In a nutshell, following training, skeletal muscle is primed to take up nutrients at an accelerated rate. You could think of your muscles as a sponge just waiting to absorb all those nutrients you take in after training. What’s important to note is that during this post-training window, most (if not all) nutrients taken in will be shuttled to muscle and not fat cells. As a matter of fact, following glycogen depleting endurance exercise, research has clearly shown that ingested carbohydrates go towards glycogen storage while the body still continues to rely on fatty acids for fuel.
Granted the above refers to endurance exercise, but the same can be applied to those who only participate in resistance training as well; just to a smaller degree.
2. One cool study showcased the above points exactly. In terms of De Novo Lipogensis (DNL), or the making of new fat cells, it was shown that DNL did not occur in subjects who ingested 500 grams of CHO after 90 minutes of moderate exercise.

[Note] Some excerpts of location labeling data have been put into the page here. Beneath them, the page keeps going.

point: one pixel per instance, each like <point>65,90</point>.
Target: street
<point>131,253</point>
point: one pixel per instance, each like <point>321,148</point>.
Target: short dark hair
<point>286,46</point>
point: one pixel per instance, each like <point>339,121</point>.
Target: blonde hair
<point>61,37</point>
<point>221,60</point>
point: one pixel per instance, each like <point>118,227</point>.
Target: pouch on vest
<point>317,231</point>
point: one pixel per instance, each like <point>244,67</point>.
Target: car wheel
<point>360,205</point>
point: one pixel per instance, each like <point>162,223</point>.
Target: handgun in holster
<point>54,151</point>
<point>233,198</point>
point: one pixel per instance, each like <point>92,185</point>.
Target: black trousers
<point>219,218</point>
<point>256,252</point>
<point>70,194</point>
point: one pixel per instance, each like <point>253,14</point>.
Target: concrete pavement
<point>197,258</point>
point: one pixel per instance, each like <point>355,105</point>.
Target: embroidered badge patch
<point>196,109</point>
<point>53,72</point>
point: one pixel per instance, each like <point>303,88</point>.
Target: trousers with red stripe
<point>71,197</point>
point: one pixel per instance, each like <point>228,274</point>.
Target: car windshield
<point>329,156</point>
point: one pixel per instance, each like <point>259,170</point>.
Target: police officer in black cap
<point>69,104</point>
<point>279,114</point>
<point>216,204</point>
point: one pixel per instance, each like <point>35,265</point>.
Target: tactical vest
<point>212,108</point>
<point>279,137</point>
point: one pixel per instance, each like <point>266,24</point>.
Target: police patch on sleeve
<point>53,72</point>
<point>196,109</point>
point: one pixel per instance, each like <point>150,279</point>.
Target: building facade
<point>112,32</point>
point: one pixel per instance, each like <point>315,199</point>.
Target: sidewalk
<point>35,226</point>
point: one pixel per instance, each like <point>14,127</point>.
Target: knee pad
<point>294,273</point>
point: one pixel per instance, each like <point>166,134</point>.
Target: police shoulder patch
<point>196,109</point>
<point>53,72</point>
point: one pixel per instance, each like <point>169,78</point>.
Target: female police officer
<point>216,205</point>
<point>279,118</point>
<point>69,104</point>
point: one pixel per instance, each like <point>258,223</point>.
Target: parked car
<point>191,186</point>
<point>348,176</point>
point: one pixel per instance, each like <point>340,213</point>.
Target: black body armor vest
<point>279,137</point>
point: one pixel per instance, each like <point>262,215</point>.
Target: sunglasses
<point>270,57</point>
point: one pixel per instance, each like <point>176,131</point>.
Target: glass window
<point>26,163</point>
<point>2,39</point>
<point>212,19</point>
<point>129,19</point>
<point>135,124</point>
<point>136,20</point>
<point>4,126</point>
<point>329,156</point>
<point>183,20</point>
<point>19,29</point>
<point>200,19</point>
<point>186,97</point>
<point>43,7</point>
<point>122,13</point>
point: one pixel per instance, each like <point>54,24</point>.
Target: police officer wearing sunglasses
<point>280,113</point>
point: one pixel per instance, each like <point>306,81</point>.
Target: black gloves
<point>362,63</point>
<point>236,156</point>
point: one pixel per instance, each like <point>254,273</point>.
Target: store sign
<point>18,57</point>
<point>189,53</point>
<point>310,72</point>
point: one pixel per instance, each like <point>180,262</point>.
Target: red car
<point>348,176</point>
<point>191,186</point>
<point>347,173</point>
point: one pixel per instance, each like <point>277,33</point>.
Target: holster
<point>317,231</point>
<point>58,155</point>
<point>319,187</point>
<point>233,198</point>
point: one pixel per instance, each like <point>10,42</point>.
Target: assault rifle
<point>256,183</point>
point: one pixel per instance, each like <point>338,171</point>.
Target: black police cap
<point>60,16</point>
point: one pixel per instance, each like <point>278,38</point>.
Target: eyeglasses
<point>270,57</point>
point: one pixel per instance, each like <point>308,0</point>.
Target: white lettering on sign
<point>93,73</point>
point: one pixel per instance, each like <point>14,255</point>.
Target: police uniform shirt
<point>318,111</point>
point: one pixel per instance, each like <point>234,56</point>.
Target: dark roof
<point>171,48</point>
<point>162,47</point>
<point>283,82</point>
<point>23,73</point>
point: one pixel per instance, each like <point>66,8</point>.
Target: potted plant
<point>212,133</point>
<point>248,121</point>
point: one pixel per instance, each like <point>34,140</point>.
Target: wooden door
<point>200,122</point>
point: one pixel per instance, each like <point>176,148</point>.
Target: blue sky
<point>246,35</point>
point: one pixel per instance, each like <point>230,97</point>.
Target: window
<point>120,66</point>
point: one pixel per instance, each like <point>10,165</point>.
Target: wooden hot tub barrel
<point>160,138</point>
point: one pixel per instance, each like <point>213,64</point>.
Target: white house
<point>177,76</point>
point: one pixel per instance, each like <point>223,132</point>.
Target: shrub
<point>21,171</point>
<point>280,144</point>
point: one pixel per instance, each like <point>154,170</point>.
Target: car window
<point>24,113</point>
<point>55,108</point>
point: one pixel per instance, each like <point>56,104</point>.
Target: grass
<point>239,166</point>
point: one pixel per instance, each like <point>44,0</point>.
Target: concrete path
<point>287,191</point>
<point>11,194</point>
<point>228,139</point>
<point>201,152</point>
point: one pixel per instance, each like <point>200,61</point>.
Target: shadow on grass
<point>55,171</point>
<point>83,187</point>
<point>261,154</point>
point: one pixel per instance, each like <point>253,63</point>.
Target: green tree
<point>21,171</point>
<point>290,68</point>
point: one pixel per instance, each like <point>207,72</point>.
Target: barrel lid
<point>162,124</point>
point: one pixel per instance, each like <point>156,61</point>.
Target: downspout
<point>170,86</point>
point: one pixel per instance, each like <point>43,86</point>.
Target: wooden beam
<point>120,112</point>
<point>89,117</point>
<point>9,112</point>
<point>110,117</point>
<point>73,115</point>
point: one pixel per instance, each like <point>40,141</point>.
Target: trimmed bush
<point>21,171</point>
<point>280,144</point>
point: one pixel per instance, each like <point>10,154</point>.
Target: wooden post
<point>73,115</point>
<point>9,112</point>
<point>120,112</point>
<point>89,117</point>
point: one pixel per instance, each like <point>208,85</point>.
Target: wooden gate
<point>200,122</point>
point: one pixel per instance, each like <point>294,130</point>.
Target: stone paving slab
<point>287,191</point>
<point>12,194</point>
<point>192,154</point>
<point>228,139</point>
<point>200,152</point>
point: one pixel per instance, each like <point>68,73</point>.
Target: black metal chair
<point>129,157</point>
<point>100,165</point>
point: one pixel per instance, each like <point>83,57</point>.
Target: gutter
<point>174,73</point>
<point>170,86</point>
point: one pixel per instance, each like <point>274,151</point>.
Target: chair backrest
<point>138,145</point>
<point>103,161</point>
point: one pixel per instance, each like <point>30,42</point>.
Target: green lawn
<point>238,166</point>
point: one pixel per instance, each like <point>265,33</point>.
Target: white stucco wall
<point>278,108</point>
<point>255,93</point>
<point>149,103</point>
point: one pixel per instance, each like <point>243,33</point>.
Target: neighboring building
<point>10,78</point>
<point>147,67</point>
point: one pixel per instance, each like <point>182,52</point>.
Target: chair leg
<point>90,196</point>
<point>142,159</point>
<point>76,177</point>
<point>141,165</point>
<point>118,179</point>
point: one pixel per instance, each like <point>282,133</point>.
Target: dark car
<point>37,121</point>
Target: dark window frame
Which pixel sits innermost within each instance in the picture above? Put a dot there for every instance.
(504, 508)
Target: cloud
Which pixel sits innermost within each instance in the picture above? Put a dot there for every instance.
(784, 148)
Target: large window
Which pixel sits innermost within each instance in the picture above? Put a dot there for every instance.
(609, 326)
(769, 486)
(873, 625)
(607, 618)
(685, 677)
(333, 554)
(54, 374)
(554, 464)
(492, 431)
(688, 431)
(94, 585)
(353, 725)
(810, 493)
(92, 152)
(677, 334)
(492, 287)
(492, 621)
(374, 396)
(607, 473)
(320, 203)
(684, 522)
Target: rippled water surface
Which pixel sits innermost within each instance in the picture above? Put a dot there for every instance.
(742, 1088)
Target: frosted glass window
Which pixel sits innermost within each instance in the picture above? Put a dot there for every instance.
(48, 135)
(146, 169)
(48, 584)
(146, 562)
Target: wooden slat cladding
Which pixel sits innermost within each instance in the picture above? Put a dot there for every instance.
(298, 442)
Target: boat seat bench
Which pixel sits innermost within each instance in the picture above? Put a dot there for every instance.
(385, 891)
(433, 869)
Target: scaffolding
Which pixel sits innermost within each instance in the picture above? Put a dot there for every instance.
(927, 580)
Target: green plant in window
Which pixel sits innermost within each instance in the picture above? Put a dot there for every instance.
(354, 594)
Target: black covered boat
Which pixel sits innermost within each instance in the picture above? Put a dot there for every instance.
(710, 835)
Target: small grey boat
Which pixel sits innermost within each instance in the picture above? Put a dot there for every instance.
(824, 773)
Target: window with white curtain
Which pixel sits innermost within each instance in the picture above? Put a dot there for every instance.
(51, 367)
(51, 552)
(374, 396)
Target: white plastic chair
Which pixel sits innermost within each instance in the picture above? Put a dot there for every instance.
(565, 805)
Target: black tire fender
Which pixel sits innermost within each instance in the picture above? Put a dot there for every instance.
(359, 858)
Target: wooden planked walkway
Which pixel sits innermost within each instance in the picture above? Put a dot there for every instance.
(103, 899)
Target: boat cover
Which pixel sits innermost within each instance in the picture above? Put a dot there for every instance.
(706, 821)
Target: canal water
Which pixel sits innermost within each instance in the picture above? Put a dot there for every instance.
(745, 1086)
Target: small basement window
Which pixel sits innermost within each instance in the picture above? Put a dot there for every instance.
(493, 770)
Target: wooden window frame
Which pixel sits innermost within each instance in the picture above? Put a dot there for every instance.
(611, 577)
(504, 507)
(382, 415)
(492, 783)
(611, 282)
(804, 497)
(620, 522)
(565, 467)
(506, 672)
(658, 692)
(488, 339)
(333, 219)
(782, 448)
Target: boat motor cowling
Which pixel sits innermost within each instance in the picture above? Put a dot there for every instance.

As a matter of fact, the body continued to burn fat in the post exercise period.
Folch, N. Metabolic response to a large starch meal after rest and exercise: comparison between men and women. Eur J Clin Nutr. (2003) 57(9): 1107-15.
The basic gist of all of this? When glycogen levels are depleted (as they are in INTENSE exercise…a key point to remember), incoming carbohydrates go towards glycogen storage while the body continues to utilize free fatty acids for fuel. Ingesting some carbohydrates post-training (thus raising insulin levels) does not interfere with this.